Presentation Session 1

Justs Zariņš, CDT in Pervasive Parallelism

Runtime management for asynchronous algorithms

I will talk about iterative asynchronous algorithms - in essence trading correctness for performance. Specifically I will share my findings on trying to manage at runtime an asynchronous algorithm running on a shared memory node. The goal of the management is to limit work progress imbalances without sacrificing convergence speed and tolerance to noise.

 

Rafael Karampatsis, CDT in Data Science

A comparison of different large scale language models for source code

Abstract to follow.

 

Matt Graham, Institute for Adaptive & Neural Computation

## Sampling under constraints in deep density models

There have been several models proposed for learning probability densities across high-dimensional continuous data by optimising the parameters of an invertible map which transforms the data to a new space where it is (approximately) distributed with some simple density e.g. Gaussian. To independently sample from the learnt joint distribution we can then draw independent samples from the simple density and transform these through the inverse of the learned map. I will present my work on a MCMC method for sampling in such models under constraints in the original data space e.g. due to conditioning on a subset of dimensions having known values.

 

Victor Dumitrescu, CDT in Pervasive Parallelism

Formally verifying large software systems

Formal methods can give the strongest guarantees about the correct behaviour of software, but formally specifying and proving the correctness of real-world systems is notoriously difficult and expensive.

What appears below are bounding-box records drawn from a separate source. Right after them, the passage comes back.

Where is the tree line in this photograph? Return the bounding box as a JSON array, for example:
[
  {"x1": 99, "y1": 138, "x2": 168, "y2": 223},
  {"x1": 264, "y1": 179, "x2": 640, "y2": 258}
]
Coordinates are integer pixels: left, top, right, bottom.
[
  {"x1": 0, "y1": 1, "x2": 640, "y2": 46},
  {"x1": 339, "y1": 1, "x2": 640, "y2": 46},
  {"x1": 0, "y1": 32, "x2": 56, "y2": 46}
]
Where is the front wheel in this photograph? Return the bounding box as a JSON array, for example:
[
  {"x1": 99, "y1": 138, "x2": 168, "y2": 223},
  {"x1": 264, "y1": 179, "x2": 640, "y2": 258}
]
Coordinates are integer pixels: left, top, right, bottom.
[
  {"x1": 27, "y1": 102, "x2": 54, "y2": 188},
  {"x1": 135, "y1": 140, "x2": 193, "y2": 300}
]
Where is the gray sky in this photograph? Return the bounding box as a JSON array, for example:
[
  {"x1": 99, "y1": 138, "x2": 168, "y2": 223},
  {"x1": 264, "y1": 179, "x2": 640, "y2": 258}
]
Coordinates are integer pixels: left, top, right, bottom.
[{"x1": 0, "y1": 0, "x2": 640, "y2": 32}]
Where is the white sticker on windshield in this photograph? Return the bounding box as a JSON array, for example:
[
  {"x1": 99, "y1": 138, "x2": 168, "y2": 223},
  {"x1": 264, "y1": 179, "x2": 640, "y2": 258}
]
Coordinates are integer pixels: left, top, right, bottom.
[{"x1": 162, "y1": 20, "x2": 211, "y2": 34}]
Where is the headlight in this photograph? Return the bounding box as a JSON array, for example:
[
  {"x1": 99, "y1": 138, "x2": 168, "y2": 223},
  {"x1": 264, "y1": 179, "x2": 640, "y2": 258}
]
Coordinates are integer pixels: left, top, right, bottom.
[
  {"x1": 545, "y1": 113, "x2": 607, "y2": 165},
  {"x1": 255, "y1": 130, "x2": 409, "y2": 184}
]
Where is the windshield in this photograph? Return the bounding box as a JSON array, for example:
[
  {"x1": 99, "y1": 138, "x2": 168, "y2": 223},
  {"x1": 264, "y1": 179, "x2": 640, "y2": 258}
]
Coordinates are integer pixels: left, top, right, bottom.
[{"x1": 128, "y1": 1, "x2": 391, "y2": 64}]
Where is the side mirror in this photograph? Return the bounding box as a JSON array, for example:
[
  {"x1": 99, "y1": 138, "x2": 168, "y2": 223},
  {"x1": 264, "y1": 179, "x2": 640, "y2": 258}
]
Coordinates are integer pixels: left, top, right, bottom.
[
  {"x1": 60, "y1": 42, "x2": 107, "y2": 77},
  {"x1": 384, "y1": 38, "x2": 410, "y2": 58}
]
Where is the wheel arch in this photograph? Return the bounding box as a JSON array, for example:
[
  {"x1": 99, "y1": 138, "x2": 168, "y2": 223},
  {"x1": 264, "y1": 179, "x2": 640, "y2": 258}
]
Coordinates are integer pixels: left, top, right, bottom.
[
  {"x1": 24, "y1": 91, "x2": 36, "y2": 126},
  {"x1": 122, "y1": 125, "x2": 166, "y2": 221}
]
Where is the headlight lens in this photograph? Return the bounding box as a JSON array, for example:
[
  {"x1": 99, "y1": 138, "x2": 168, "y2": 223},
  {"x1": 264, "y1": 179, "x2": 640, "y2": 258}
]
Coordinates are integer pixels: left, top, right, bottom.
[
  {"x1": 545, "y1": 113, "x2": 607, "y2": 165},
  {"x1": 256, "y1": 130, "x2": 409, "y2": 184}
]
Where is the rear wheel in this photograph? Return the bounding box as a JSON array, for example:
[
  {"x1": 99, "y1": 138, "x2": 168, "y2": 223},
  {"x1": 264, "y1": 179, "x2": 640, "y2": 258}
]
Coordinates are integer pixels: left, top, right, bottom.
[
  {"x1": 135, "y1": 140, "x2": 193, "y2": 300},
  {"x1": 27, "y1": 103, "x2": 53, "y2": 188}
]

As more and more ambitious verification projects are being completed, such as the CompCert C compiler and the seL4 microkernel, the challenges they faced reveal how interactive theorem provers can be improved to better support these large, collaborative efforts.

 

Presentation Session 2

Charlie Nash, CDT in Data Science

Modelling 3D Object Classes with Parts

A model of the geometric and semantic relationships present among object classes can be a considerable aid in computer vision applications. Additionally, content creation is a central task in computer graphics, and a shape model can be used to synthesize realistic objects that can be placed within a scene. We present a system that can learn to generate novel instances of an object class using a collection of examples from that object class as training data.

 

Arpit Joshi, Institute for Computing Systems Architecture

Non-volatile Memory: Optimizing for Performance

The emerging non-volatile memory (NVM) technologies (like 3D XPoint) provide the opportunity for tremendous improvement in performance of applications that require access to persistent data. However, this opportunity comes with the challenges of ensuring consistency of data in the presence of failures. In this talk we will discuss some techniques on how to improve performance in systems with NVM while ensuring consistency of data in the presence of failures.

 

Simon Fowler, CDT in Pervasive Parallelism

Relating Channel- and Actor-based Models of Concurrent Programming

Akka, Elixir, Erlang, Go: these are a few of the languages and frameworks which take concurrency and communication to be a focal point in language design. Actor-based languages such as Erlang have found much use in implementing scalable and fault-tolerant distributed systems, and channel-based languages such as Go have found much use in systems programming. But how do they relate to each other, and what can we learn from this?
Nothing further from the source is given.